お茶杓のご銘は?

いまは徳川美術館について予習の最中である。勝本師に教えてもらった徳川美術館の収蔵品はさすがだった。そんな名物ぞろいの収蔵品の中でも特に気になっているのが、千利休の作った茶杓である。つけられた銘は「泪」というから哀しげだ。この茶杓には物語があって…

天正十九年(一五九一)二月、豊臣秀吉に切腹を命ぜられた千利休が、自からこの茶杓を削り、最後の茶会に用い、古田織部に与えた。その後、古田織部はこの茶杓用に、長方形の窓をあけた筒をつくり、その窓を通してこの茶杓を位牌代わりに拝んだと伝えられる。筒は総黒漆塗で、これを垂直に立てると、いかにも位牌らしくみえる。茶杓は白竹で樋が深く通り、有腰で、利休の茶杓の中でもとくに薄作りに出来ている。千利休-古田織部-徳川家康(駿府御分物)-初代義直と伝来した。

なかなか生々しいなということで、なおさらこの目で見てみたい。だが残念なことに現在はこの茶杓は展示されていない。展示の時にもまた足を運ぶことにしよう。

茶杓に限らず名物には素晴らしい銘がつけられている。様々な銘を聞くたびにいろいなことを考えてしまう。写真だけでなく、実際にその茶杓を目にしたら忘れられないかもしれない。

人生意気に感ず

「人生意気に感ず」とは、唐詩選の最初にも出てくる魏徴の述懐の一部である。男というのは意気に感じて行動をするものであるようだ。これは述懐の最後の部分で、続いて「功名誰か復た論ぜん」としてこの詩を締めくくっている。そもそも功名心から行動するものではないのだ。

元はといえば、この詩を最初に知ったのは藤沢秀行という棋士が好きだったからなのだ。彼の本で初めてこの言葉を見つけた。本の題名がまさに「人生意気に感ず」だったのだ。その時すぐにはその言葉の意味はわからなかったけれど、とてもかっこいい言葉だと思った。なんという意味だろうと思っていたら、「述懐」という詩にたどり着いた。

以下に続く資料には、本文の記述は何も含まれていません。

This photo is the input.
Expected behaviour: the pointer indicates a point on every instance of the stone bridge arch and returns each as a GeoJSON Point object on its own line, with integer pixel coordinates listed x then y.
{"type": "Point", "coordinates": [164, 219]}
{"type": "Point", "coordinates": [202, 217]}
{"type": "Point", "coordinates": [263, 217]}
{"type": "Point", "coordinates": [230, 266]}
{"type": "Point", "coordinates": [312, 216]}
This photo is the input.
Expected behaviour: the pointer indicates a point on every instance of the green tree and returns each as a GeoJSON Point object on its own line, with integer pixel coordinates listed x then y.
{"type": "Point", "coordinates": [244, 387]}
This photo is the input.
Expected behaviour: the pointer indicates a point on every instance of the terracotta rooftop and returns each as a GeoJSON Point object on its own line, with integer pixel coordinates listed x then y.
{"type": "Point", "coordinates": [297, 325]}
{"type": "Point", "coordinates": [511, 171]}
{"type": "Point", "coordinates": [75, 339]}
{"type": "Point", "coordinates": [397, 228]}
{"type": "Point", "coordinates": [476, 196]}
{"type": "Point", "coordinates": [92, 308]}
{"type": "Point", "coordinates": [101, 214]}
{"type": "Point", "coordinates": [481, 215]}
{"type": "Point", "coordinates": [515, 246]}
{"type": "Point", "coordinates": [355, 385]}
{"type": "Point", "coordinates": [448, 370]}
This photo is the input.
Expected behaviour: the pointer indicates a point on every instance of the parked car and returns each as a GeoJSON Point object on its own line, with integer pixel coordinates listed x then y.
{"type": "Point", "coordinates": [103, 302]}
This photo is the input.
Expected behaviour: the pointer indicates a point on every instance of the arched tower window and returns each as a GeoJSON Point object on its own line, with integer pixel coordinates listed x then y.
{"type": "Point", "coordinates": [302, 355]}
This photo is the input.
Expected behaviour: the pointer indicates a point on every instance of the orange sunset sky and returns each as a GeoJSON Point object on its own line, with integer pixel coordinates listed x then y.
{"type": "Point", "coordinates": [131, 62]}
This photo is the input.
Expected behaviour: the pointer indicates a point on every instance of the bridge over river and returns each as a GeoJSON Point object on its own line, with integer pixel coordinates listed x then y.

藤沢秀行という人を私は新聞やテレビでしか見たことはないのだけれど、魅力あふれる人であったそうである。色々と人騒がせな人で、逸話も多い。だけど、そんな行動も何か意気に感じるところがあってのことだったのかもしれない。実は、私が囲碁を覚えて間もないころに何度か読んだ本を書いたのがこの藤沢秀行だった。それが理由かわからないけれど、囲碁の打ち方について以外の彼の本もその後も何冊か読んだ。藤沢秀行の盤上の打ち方は異常だったらしいけれど、その盤外の生き方も異常なことが多かった。意気に感ずるというのはどういうことなのか、もういちど考えてみたい。

敦煌

そんなにたくさんの本を読むのはなぜかと聞かれて、何度も読みかえしたくなる一冊を見つけるためだと答えた人がいた。あなたにとって何度も読み返したくなる本とは何だと聞かれても、私は答えにつまるだろう。そんな本に出会えたら幸せだろう。

ついこの間、本棚に井上靖の「敦煌」を見つけて、思わず読み返してしまった。この小説を初めて読んだのはそんなに昔のことではない。その時も、なぜだか急に読みたくなって本屋で買ってきたのだと記憶している。ところで私が小学生のころ、「敦煌」という同名の映画が公開されていた。その後テレビで放映されたものを私は見たのだけれど、それだってもうかなり昔のことだ。それなのに断片的な記憶はまだしっかりと残っていて、映画のいろいろな場面を小説を読みながら思い出した。

ともかく私はこういう小説が好きになってしまったようだ。この本では趙行徳という人間が色々な人間に出会い敦煌へと導かれていく。そんな趙行徳の生き方にあこがれながらも、運命とはそもそも何なのかというようなことを考えてしまう一冊だった。